MOBILE Telecommunication Network (MTN) has launched a $70,000 education project in Tamale to help arrest the downward trend in education in the Northern Region.
The three-year project, which is to be piloted in five schools, will later be extended to cover 25 schools in the region, with an estimated impact on over 10,000 pupils.
The main thrust of the project is to promote literacy and numeracy in the beneficiary schools.
It is expected to enhance the teaching and learning environment for pupils in deprived schools. The schools will also be equipped with the requisite resources and personnel through in-service training for both teachers and head teachers, books and other reading materials will be provided, new learning approaches in teachers’ resource centres will be created, among other interventions.
The five beneficiary schools are the Choggu Demonstration, Tyumba, Vittin Ansuariya, Shishegu and St Gabriel Primary and Junior High schools, all in Tamale.
The project is collaboration between the MTN and the Academy for Education Development Ghana: Centre for Education Development, Evaluation and Management (AED-Ghana:CEDEM), an NGO.
The Tamale Metropolitan Director of Education, Mr Edward Gayone, expressed concern over the dwindling fortunes of education in the metropolis and called for urgent measures to improve on the situation.
He revealed, for instance, that 43 per cent of candidates and over 61 per cent out of the 4,460 candidates who sat for the BECE and the WASSCE, respectively, in 2008 failed in English.

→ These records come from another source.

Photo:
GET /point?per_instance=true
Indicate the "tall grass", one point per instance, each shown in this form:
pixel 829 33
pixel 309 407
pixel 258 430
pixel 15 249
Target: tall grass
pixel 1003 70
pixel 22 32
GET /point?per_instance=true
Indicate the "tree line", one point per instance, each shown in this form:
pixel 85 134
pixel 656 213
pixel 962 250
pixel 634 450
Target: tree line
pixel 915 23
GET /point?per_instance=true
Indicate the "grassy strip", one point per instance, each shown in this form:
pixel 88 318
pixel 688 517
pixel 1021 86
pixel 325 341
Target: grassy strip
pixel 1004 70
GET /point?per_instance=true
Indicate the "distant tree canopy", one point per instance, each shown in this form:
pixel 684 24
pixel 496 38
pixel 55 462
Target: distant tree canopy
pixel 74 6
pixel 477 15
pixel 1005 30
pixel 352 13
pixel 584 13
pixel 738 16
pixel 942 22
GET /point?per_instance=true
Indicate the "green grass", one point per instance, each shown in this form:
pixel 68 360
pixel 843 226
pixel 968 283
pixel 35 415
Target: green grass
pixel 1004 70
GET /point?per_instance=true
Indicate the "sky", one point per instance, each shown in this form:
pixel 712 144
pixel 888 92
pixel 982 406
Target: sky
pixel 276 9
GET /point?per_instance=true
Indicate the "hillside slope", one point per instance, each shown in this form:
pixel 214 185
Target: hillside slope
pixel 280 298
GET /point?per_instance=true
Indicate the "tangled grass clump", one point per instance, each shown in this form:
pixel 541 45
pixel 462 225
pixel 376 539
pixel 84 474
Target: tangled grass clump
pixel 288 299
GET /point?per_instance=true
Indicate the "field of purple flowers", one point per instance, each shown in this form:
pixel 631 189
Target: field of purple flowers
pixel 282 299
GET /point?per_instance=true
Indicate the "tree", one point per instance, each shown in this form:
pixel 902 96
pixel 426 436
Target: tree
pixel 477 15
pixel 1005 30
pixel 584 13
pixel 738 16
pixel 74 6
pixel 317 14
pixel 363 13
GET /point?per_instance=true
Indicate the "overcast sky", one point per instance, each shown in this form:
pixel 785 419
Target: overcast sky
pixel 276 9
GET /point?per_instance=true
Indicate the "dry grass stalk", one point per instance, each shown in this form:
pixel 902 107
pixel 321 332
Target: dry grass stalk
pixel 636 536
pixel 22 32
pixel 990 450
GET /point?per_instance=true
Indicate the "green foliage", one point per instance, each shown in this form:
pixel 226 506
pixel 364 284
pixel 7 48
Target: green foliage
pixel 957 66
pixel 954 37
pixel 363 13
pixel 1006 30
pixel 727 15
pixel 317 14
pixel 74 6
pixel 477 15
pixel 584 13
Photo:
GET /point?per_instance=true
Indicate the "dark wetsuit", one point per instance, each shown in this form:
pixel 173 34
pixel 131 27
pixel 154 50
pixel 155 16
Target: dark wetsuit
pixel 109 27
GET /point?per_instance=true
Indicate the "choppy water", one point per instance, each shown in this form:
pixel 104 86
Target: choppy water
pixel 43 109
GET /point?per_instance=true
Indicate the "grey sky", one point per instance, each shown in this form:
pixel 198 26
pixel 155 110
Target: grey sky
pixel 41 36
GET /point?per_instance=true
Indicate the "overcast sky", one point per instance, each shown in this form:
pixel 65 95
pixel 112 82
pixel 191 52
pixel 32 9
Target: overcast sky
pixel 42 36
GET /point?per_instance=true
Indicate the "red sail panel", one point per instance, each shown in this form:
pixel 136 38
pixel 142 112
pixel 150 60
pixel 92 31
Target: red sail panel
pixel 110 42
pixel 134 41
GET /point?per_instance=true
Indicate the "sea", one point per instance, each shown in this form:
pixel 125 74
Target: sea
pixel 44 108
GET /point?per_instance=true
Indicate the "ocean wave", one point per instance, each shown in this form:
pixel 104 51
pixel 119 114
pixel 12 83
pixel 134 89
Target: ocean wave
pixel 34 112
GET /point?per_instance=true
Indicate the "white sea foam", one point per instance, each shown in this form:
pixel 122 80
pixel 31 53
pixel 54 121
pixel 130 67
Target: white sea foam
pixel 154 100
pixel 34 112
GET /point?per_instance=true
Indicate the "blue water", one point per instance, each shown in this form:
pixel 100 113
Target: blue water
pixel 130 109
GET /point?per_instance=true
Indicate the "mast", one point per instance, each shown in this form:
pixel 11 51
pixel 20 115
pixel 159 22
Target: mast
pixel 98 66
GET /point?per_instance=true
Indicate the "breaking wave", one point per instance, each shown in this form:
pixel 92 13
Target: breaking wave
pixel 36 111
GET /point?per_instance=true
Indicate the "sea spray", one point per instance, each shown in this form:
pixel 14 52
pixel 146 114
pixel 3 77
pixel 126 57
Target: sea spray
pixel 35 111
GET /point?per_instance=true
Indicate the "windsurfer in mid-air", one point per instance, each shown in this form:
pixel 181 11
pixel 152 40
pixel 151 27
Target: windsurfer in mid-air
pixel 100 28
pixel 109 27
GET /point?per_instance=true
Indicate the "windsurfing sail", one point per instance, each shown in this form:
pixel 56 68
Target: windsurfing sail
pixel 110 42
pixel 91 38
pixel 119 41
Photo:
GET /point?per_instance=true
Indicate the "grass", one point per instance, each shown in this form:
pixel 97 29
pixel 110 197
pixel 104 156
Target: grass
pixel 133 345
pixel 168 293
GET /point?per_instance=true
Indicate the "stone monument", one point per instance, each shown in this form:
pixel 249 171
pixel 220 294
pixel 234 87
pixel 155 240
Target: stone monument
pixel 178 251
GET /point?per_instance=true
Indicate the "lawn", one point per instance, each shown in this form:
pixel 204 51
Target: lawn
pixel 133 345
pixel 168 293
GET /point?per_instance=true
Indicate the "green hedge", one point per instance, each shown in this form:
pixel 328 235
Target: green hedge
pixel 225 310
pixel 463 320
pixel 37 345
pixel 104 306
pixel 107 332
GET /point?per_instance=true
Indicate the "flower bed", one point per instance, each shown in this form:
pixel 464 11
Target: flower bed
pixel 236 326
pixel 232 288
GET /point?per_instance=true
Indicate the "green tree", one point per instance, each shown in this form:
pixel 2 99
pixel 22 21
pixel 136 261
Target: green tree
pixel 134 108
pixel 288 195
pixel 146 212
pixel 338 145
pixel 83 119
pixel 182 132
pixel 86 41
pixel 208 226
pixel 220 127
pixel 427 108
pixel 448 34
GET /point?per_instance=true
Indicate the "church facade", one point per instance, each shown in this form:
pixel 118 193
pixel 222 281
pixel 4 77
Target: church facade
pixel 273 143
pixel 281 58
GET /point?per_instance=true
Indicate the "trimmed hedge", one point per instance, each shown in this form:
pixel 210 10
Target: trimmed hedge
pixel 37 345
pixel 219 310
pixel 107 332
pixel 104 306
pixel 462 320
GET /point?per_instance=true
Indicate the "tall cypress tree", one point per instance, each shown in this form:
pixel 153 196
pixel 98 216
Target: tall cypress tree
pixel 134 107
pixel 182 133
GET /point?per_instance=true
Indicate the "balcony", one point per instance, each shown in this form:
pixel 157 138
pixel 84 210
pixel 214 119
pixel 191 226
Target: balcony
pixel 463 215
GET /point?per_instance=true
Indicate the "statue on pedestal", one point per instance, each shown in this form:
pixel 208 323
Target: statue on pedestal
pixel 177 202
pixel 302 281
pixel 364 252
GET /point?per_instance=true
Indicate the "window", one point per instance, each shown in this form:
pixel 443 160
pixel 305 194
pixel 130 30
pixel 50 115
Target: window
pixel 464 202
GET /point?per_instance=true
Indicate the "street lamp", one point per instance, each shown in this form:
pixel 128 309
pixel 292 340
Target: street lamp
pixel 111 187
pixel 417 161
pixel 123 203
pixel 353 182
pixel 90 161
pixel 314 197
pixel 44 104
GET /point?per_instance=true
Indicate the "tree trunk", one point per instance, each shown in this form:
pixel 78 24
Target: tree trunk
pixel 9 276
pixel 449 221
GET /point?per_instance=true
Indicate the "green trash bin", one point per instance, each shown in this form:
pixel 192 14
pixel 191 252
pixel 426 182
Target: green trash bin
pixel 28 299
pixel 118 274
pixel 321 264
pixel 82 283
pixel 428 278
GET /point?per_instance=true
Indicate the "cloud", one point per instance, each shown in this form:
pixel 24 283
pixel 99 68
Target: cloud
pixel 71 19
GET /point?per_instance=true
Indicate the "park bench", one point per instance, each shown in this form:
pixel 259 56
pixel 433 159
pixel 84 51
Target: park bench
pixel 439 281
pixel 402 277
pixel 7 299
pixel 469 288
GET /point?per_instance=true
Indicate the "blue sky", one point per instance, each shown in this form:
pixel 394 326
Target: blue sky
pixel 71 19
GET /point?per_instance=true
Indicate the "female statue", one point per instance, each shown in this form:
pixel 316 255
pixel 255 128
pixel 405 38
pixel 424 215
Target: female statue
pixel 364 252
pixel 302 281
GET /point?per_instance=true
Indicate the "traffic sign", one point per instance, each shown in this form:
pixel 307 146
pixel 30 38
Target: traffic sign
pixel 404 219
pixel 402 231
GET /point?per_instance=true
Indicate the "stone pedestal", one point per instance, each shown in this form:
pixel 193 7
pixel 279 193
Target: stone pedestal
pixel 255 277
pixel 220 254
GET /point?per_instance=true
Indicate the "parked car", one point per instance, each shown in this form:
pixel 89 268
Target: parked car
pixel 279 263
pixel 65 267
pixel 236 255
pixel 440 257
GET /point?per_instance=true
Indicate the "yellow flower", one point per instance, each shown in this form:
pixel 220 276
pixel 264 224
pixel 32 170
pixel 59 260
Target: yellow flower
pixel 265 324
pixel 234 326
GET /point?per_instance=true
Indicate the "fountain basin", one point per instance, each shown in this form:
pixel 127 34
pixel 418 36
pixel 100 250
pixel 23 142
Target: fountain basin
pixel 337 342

He described the situation as unacceptable and partly blamed it on the lack of trained teachers. At the moment, 40.6 per cent of teachers in the metropolis are pupil teachers.
The director also observed that the reduction in budgetary allocation to the educational sector could worsen the problem and, therefore, welcomed the intervention by MTN.
The Northern Regional Director of Education, Mrs Elizabeth Da-Souza, re-iterated the importance of education to development and emphasised that “success in education is dependent on literacy and numeracy”.
The Tamale Metropolitan Chief Executive, Alhaji Abdulai Harruna Friday, expressed the preparedness of the assembly to partner all stakeholders to improve on the poor academic performance.
The Executive Director of AED-GHANA:CEDEM, Mr Stephen Yaw Manu, said the organisation was aimed at helping to improve the quality of instructional services in schools through the establishment of partnerships, strengthening management for sustainability, encouraging parents to visit schools and making use of assets and successes.
The Executive Director of the MTN Foundation, Ms Mawuena Dumor, explained that it was funded by a percentage of profit after tax of the relevant operating unit, adding that since its establishment in 2007, it had refurbished the second floor of the Maternity Block of the Korle-Bu Teaching Hospital and also established 10 MTN ICT learning centres in all regions of the country.
The Northern Regional Minister, Mr Sumani Nayina, commended the efforts of MTN but called for the harmonisation of programmes by all stakeholders in education to achieve the desired impact.